Will Russell     V00788739
- Implemented the ideas discussed in jupyter notebook/pdf and python code

Taylor Nelson
- Assisted in method design

Ayush Rohatgi
- Provided ideas for writeup

#### Notes on Running the Notebook

Here we have strived to make the application as interactive as possible without overloading the reader with code. Jupyter Notebook seemed to be perfect for this, although using it does come with some caveats that should be known to the reader.

- This application was written using python 3.4, it may not work with older versions of python
- It assumes that the appropriate modules have been installed either using the accompanying anaconda environment file(cmsc409_p1_env.yaml) or independently. To create an anaconda environment, check out the accompanying <a href="readme.md">readme file</a>. 
- The data in data.txt and that used for the code will be randomly generated each time, including the associated data file, with the number of values generated tied to the sample_size put in below.
- The code used for plotting the lines and establishing the coefficients is hardcoded can be found at the head of the project_code/data.py file
- The majority of the code for the application resides in the project_code module/directory.
    

In [6]:
# Here you can modify the sample_size used to generate the
# students and the attached plots
sample_size = 2000

### Randomly generate the data based around a standard deviation and mean

In [7]:
from project_code.data import *
from project_code.graphlib import *
from project_code.fileWorker import *
from IPython.display import Latex
%matplotlib notebook
from IPython.display import set_matplotlib_formats
set_matplotlib_formats('png', 'pdf')

# Randomly generates the data
male_students, female_students = generate_random_student_data(sample_size)
# Writes the data to a file, data.txt
write_data_to_file(male_students, female_students, "./data.txt")
x1,x2 = 210,100
y1,y2,y3 = 4.8,6.2,5.55
write_coefficients_to_file(x1,x2,y3,y3,"sep_line_a.txt")
write_coefficients_to_file(x1,x2,y1,y2,"sep_line_b.txt")
# Plots the data using Matplotlib below
plot_overall_data(male_students, female_students)

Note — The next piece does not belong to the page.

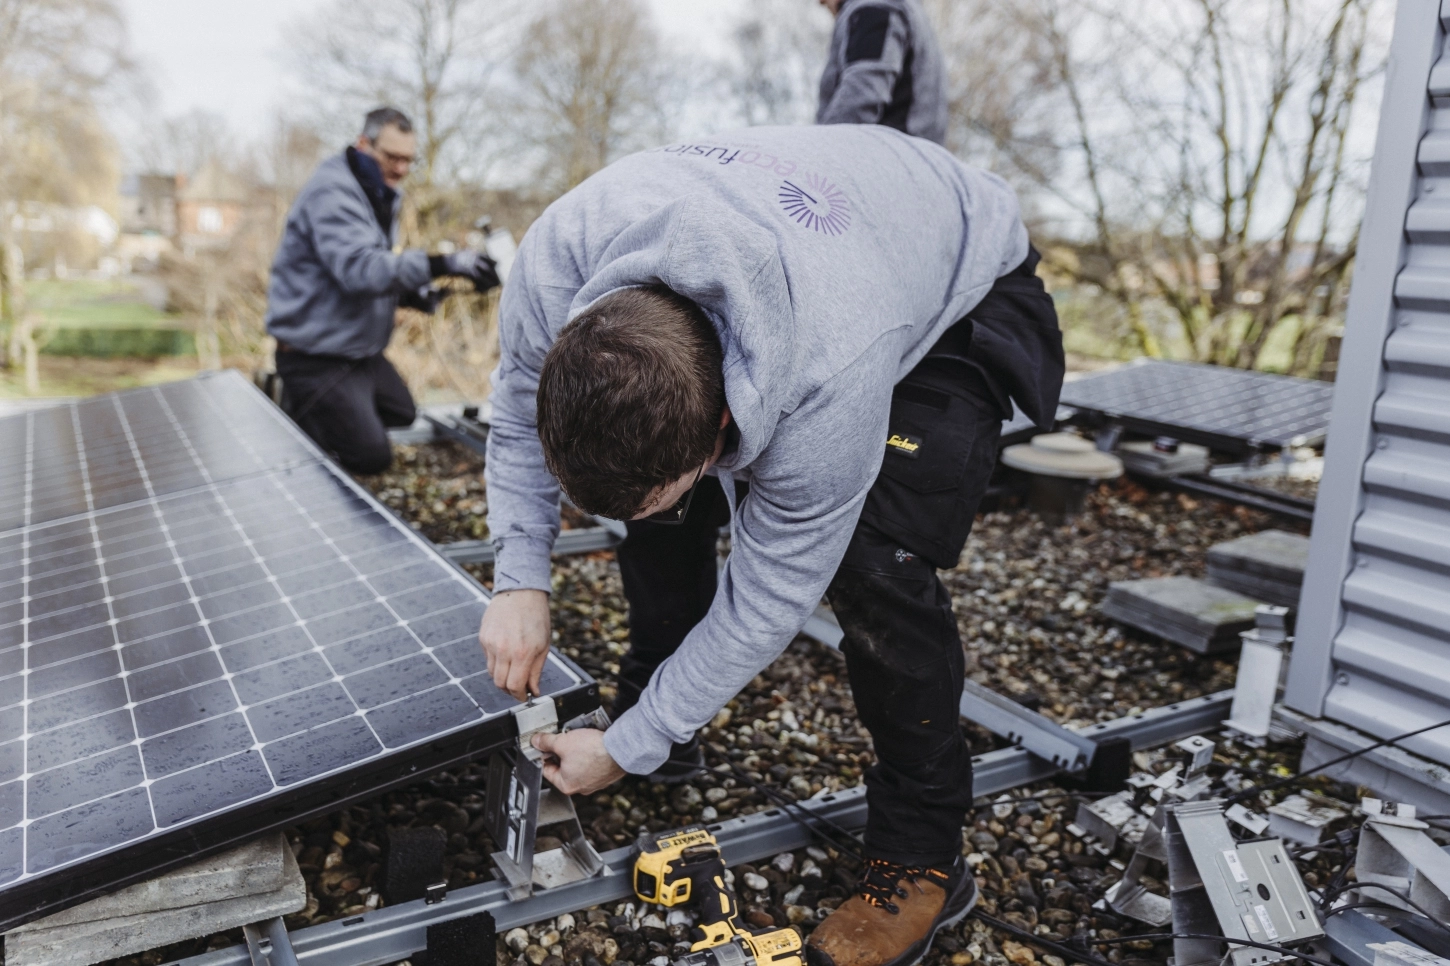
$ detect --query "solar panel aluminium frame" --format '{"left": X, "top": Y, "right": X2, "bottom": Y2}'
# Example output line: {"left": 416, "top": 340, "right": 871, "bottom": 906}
{"left": 0, "top": 373, "right": 598, "bottom": 932}
{"left": 1058, "top": 359, "right": 1336, "bottom": 455}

Number of male students : 2000
Number of female students : 2000
-----------
Sample Data
-----------

Male id  |   height  | weight 
	0|	6.01|	162.19
	1|	5.65|	179.0
	2|	5.78|	170.9
	3|	6.05|	187.3
	4|	5.75|	156.47
	5|	5.7|	165.48
	6|	5.74|	150.65
	7|	5.83|	169.31
	8|	6.0|	176.11
	9|	5.73|	161.19

Female id |  height  | weight 
	0|	5.19|	116.87
	1|	5.17|	139.08
	2|	4.92|	130.3
	3|	4.94|	137.06
	4|	5.31|	137.14
	5|	4.89|	141.04
	6|	5.15|	131.25
	7|	5.38|	155.57
	8|	5.02|	131.1
	9|	5.01|	141.75


### Plot the data along with separation lines for each scenario

In [8]:
plot_height_data(male_students, female_students, 5.5)

In [9]:
plot_height_weight_data(male_students, female_students,[210,100], [4.8,6.2])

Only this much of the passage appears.